With gross merchandise value increasingly becoming the metric to value online retail businesses in their initial stages, venture capitalists and economists are now warning of the sustainability of such valuations.
enture capitalists are looking to fund more early-stage start-ups' transformation into billion-dollar firms in Indonesia, but experts around the world are calling for more rational valuation of technology-based companies.
With gross merchandise value (GMV) increasingly becoming the metric to value online retail businesses in their initial stages, venture capitalists and economists are now warning of the sustainability of such valuations. Billion-dollar unicorns should be measured by real revenue, profit and loss at that stage, they warn.
GMV measures total sales volume transactions through digital platforms, which most of the time act as mediators for transactions rather than the direct seller. Meanwhile, revenue comes from the income of doing business as the mediator, through fees or advertising.

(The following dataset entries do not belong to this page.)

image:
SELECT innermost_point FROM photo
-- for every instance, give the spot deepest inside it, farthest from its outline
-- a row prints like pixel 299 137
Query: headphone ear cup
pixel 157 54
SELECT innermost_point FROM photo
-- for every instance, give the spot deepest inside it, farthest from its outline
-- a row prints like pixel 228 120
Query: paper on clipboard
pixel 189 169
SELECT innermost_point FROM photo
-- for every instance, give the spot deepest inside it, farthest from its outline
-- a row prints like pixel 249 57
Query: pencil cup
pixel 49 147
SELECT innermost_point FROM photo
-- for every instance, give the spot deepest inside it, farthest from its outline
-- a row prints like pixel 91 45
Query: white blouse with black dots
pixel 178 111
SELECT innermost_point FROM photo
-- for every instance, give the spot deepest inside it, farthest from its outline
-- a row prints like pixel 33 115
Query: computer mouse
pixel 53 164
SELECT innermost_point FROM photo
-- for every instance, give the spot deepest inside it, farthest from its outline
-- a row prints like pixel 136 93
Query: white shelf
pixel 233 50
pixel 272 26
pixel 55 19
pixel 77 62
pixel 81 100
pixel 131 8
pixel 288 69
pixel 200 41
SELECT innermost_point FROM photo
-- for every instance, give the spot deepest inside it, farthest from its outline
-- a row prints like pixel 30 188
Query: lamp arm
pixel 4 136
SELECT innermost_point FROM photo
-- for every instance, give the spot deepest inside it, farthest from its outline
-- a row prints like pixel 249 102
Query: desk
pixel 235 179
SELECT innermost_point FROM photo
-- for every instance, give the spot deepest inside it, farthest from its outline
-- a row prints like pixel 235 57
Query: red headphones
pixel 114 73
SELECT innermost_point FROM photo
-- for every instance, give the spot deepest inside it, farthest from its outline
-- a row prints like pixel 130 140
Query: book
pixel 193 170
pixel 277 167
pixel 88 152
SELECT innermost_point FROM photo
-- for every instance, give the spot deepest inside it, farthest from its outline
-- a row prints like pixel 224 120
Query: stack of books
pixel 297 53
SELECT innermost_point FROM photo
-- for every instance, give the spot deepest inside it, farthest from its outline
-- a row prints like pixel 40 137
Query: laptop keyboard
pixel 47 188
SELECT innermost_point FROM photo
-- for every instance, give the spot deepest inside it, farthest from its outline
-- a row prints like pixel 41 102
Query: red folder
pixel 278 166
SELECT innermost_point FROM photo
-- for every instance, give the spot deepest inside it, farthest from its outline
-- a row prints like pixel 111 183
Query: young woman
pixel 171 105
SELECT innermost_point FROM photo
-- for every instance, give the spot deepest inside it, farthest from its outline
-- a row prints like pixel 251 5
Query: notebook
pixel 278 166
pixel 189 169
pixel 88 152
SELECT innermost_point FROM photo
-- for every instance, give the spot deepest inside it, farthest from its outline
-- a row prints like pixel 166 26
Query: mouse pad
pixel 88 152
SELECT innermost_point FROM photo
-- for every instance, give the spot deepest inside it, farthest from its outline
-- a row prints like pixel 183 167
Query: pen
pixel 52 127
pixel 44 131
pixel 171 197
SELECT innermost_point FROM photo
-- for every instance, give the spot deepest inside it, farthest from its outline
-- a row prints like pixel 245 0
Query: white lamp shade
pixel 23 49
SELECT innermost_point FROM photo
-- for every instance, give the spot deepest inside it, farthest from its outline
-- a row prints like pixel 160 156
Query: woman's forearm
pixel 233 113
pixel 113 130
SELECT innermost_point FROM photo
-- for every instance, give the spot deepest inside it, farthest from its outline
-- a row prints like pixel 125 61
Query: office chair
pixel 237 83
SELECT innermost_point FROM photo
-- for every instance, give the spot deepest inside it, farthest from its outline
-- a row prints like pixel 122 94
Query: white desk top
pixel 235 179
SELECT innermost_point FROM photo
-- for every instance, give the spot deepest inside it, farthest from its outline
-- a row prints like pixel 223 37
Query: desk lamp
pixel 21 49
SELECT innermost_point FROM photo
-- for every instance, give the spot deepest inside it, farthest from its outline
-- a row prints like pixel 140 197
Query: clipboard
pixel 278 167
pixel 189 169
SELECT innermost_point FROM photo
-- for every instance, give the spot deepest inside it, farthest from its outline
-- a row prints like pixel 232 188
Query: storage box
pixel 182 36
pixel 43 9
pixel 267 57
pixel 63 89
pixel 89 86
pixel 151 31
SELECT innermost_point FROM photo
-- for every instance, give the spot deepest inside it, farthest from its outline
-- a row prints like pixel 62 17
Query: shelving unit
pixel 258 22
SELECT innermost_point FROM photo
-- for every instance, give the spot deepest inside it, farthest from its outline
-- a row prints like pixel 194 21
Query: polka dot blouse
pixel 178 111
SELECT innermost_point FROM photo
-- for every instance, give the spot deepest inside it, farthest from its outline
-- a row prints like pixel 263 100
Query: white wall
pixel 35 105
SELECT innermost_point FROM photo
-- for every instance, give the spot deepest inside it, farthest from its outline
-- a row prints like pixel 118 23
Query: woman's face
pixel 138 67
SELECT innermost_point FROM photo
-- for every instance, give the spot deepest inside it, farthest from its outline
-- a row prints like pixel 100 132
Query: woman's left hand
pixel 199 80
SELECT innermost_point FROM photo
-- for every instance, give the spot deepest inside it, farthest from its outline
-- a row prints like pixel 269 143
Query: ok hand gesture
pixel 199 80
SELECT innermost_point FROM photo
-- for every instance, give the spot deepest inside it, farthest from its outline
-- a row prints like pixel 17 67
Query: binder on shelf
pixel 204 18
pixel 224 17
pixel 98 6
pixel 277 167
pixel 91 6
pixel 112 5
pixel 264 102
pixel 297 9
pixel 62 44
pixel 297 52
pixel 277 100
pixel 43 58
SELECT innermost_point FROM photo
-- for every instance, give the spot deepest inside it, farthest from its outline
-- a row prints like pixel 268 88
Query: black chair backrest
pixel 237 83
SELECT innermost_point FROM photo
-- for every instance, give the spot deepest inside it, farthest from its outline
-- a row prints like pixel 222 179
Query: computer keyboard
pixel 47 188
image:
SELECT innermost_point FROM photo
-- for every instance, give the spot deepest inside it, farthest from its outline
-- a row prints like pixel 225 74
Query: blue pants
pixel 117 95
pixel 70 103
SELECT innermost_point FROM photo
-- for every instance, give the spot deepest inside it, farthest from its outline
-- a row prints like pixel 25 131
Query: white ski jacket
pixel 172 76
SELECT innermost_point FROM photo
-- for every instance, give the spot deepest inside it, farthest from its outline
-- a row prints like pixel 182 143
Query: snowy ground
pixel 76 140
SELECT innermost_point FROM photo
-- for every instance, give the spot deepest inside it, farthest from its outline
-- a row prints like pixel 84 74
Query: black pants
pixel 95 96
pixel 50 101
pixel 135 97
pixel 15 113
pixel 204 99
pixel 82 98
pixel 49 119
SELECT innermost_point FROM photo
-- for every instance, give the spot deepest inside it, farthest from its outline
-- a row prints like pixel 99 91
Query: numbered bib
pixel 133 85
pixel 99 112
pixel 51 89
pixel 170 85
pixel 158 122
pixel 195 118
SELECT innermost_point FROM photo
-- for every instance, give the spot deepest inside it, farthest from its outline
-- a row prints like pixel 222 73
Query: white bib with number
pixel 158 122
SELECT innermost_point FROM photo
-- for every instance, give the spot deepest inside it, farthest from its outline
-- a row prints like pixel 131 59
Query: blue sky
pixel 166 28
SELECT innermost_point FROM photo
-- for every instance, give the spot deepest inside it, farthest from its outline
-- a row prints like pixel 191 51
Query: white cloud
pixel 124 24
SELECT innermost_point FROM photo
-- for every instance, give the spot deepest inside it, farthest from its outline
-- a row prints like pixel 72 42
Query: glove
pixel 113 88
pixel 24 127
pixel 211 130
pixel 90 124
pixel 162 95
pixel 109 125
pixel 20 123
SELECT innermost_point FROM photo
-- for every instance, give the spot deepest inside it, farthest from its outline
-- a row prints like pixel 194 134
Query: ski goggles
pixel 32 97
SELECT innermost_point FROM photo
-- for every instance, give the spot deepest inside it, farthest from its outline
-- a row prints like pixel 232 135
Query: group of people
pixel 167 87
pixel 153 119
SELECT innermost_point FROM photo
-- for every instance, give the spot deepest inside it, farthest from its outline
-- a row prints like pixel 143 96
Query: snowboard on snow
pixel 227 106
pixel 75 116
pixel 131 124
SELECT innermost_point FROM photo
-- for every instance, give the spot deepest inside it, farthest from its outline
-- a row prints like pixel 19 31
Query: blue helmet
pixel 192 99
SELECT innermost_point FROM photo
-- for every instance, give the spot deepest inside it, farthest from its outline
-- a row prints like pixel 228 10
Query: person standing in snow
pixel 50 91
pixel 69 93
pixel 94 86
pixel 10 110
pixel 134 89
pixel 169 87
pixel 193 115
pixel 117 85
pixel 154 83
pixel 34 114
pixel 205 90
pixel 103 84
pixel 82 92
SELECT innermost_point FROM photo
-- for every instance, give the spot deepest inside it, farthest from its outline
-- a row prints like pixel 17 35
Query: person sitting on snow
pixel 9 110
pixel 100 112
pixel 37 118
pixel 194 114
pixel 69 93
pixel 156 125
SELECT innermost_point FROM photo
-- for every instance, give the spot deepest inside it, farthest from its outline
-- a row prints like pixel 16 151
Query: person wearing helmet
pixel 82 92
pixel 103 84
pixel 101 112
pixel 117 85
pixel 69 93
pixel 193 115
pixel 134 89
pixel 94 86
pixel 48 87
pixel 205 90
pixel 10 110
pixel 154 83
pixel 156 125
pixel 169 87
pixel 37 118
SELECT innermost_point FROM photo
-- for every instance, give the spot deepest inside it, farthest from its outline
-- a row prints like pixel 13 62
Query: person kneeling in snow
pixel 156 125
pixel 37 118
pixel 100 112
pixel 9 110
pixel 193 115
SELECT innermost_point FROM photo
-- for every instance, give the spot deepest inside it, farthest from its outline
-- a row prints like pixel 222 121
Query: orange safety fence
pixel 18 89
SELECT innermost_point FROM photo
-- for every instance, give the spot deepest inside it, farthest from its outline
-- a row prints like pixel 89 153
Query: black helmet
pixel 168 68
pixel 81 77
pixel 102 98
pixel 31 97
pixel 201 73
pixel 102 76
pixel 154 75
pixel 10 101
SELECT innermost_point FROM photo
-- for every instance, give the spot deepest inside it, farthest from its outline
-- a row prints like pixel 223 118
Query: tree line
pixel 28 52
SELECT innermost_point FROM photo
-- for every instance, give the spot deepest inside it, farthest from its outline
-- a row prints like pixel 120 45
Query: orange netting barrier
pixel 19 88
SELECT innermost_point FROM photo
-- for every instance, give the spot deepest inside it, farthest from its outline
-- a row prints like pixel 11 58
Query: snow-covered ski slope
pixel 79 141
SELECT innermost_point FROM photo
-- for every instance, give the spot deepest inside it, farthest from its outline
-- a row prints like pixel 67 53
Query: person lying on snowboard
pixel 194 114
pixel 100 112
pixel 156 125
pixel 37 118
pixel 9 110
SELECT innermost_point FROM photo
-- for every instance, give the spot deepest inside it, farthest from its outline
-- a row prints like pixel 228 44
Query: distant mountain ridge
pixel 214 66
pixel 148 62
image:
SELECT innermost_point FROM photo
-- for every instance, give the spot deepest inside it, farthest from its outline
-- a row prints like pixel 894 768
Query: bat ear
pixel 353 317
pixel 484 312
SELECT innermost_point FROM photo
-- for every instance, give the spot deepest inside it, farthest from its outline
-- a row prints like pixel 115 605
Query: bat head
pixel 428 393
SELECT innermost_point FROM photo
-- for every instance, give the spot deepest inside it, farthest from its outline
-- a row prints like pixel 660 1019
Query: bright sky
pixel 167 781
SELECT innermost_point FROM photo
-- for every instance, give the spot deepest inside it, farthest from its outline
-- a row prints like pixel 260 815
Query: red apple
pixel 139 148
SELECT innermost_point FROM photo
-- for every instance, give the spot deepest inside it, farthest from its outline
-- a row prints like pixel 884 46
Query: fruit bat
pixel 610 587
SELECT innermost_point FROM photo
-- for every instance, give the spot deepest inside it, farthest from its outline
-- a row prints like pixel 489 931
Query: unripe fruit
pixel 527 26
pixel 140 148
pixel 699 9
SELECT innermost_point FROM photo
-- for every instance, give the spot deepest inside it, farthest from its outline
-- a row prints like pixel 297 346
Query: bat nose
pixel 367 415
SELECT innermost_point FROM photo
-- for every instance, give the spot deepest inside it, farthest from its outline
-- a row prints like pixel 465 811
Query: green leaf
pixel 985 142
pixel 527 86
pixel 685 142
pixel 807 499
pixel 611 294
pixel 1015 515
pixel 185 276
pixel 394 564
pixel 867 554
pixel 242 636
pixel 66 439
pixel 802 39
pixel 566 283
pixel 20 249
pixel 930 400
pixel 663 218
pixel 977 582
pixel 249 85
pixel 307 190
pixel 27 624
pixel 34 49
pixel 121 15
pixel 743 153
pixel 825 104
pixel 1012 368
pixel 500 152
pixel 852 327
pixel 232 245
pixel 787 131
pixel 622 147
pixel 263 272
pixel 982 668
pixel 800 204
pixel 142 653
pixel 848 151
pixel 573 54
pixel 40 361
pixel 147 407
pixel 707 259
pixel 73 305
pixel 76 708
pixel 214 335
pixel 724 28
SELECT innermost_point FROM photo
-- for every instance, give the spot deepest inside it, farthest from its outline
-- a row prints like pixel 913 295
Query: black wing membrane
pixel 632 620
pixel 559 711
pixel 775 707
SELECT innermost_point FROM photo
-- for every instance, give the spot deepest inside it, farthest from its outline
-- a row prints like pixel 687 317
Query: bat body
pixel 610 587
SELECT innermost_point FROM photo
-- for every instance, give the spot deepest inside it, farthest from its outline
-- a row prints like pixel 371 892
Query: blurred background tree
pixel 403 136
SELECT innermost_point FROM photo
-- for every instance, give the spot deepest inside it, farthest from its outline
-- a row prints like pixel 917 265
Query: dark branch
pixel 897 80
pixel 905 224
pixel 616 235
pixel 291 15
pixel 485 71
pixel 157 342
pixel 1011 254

“I don’t really believe in GMV, because if someday there is a global recession, that source of finance will decline. So if the business model continues to burn money, of course the model will have a limit,” renowned Indonesian economist Chatib Basri said, warning of the sustainability of tech businesses.
“If they rely only on raising funds, someday when there is a sudden shock in which funding is stuck, they will no longer be able to burn money and the impact will be systemic,” said Chatib, a former finance minister with academic experiences at Harvard University and the Australian National University, in a discussion organized by Indonesian unicorn online marketplace Tokopedia.
Many small and medium enterprises and individuals trade goods on digital platforms, hence the need to protect online marketplaces from a systemic crash by ensuring sustainable valuation and investment, he added, citing an example of Tokopedia’s Rp 73 trillion GMV in 2018. Transaction value on the Tokopedia platform has been estimated at Rp 222 trillion in 2019, equivalent to 1.5 percent of Indonesia’s gross domestic product.
Five Indonesian start-ups have turned into unicorns, namely Tokopedia, ride-hailing app Gojek, e-commerce platform Bukalapak, travel and leisure marketplace Traveloka and e-money platform Ovo, according to the Communications and Information Ministry.